D. Vollhardt(1), J. Schlipf(1), P. G. J. van Dongen (1), N. Blümer(1), M. Jarrell(2), S. Kehrein(3), and Th. Pruschke(4)

(1)Institut für Physik, Universität Augsburg, D-86135 Augsburg, Germany
(2)Department of Physics, University of Cincinnati, Cincinnati, Ohio 45221, USA
(3)Physics Department, Harvard University, Cambridge, MA 02138, USA
(4)Universität Regensburg, 93040 Regensburg, Germany

The explanation of the nature of the Mott-Hubbard metal-insulator transition, i.e., the transition between a paramagnetic metal and a paramagnetic insulator driven by electronic interactions, is one of the classic and fundamental problems in condensed matter physics [1]. Metal-insulator transitions of this type are, for example, found in transition metal oxides with partially filled bands near the Fermi level. For such systems band theory typically predicts metallic behavior. The most famous example is V2O3 doped with Cr. A proper understanding of this phenomenon is made difficult by the fact that one is here dealing with an intermediate coupling problem whose investigation requires non-perturbative techniques. Recently there have been some very interesting new developments in this field due to the application of the dynamical mean-field theory (DMFT) for the infinite-dimensional Hubbard model [2].

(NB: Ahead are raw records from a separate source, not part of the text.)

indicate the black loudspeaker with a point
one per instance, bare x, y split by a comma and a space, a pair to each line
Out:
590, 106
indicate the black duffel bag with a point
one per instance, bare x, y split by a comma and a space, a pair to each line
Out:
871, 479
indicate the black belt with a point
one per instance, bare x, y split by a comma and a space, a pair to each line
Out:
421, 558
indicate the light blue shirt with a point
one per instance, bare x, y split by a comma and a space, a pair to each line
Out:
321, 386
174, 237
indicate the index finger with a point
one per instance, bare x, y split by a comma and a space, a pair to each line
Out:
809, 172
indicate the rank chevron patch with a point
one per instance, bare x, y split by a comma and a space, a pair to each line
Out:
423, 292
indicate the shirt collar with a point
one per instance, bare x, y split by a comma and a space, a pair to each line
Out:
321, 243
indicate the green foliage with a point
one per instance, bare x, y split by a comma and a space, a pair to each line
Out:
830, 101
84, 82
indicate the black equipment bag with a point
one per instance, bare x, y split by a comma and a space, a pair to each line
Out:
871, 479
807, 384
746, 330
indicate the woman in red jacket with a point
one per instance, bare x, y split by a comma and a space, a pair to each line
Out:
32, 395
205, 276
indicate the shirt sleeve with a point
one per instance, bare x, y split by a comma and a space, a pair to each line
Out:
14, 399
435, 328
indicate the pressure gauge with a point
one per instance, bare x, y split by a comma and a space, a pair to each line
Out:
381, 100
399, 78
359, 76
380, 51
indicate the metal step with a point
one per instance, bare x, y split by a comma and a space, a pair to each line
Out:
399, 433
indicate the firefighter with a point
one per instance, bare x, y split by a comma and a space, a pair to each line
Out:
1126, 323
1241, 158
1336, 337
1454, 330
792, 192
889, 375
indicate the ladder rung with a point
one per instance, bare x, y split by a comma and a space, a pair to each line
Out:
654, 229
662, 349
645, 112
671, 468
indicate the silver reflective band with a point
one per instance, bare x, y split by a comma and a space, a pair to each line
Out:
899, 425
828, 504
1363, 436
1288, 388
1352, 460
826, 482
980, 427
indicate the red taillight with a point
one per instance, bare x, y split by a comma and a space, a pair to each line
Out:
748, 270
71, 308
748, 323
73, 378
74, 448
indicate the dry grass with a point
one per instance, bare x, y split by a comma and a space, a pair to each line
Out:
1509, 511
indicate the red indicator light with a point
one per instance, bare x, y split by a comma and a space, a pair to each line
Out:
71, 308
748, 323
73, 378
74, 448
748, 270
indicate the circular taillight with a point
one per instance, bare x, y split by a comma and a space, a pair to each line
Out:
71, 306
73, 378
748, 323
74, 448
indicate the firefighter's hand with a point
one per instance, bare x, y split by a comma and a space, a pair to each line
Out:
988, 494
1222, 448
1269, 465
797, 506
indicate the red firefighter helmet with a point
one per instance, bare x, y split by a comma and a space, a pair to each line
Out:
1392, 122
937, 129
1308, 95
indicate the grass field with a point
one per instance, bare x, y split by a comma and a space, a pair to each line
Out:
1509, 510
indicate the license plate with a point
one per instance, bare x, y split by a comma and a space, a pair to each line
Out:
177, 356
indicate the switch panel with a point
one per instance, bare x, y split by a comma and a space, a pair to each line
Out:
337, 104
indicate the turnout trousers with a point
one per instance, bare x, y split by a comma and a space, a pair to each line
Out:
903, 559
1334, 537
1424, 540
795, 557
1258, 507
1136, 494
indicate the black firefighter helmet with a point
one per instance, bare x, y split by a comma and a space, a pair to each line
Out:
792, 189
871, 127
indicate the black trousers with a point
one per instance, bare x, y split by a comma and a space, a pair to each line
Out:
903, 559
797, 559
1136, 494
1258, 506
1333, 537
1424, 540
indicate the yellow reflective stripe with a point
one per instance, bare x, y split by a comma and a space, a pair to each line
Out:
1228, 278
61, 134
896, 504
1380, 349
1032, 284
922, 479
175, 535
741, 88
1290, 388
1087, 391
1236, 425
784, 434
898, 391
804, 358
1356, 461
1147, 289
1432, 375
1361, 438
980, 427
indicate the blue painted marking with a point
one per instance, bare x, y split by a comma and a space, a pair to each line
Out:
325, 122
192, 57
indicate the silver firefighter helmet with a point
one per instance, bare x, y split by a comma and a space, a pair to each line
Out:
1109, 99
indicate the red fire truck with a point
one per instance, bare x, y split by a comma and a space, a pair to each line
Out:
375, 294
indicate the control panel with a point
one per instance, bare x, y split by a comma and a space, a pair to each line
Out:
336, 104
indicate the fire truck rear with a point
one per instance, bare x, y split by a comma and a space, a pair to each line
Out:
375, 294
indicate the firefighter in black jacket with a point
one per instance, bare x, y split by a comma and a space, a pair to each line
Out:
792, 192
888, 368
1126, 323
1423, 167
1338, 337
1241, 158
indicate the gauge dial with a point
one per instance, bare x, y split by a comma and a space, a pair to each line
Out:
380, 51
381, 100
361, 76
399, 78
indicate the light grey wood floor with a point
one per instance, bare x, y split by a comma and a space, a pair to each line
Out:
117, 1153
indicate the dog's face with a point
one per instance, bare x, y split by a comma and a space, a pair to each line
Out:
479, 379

In my talk I will start with a non-technical introduction to the problem, sketching the historical steps taken in the last 60 years. Then I will present recent results obtained by us using high-precision quantum Monte Carlo (QMC) simulations to solve the self-consistency equations of the DMFT [3]. In particular, we studied the quasiparticle renormalization factor Z=m/m and the compressibility kappa at various temperatures. The Mott-Hubbard transition is located at the interaction strength Uc where Z(U) and kappa(U) turn over sharply, i.e., become very small. Then the density of states and the T- and U- dependence of the quasiparticle peak and the screened local moment are discussed. We find that the Fermi-liquid breaks down before the gap opens. From these results we construct the T-U phase diagram. The transition is shown to be continuous down to at least Tc=W/140 (W=bandwidth).

[1] N. F. Mott, Metal-Insulator Transitions (Taylor & Francis, London, 1990); F. Gebhard, The Mott Metal-Insulator Transition (Springer, Berlin, 1997).
[2] A. Georges, G. Kotliar, W. Krauth and M.J. Rozenberg, Rev. Mod. Phys. 68, 13 (1996).
[3] J. Schlipf, M. Jarrell, P.G.J. van Dongen, N. Blümer, S. Kehrein, Th. Pruschke, and D. Vollhardt, Phys. Rev. Lett. 82, 4890 (1999).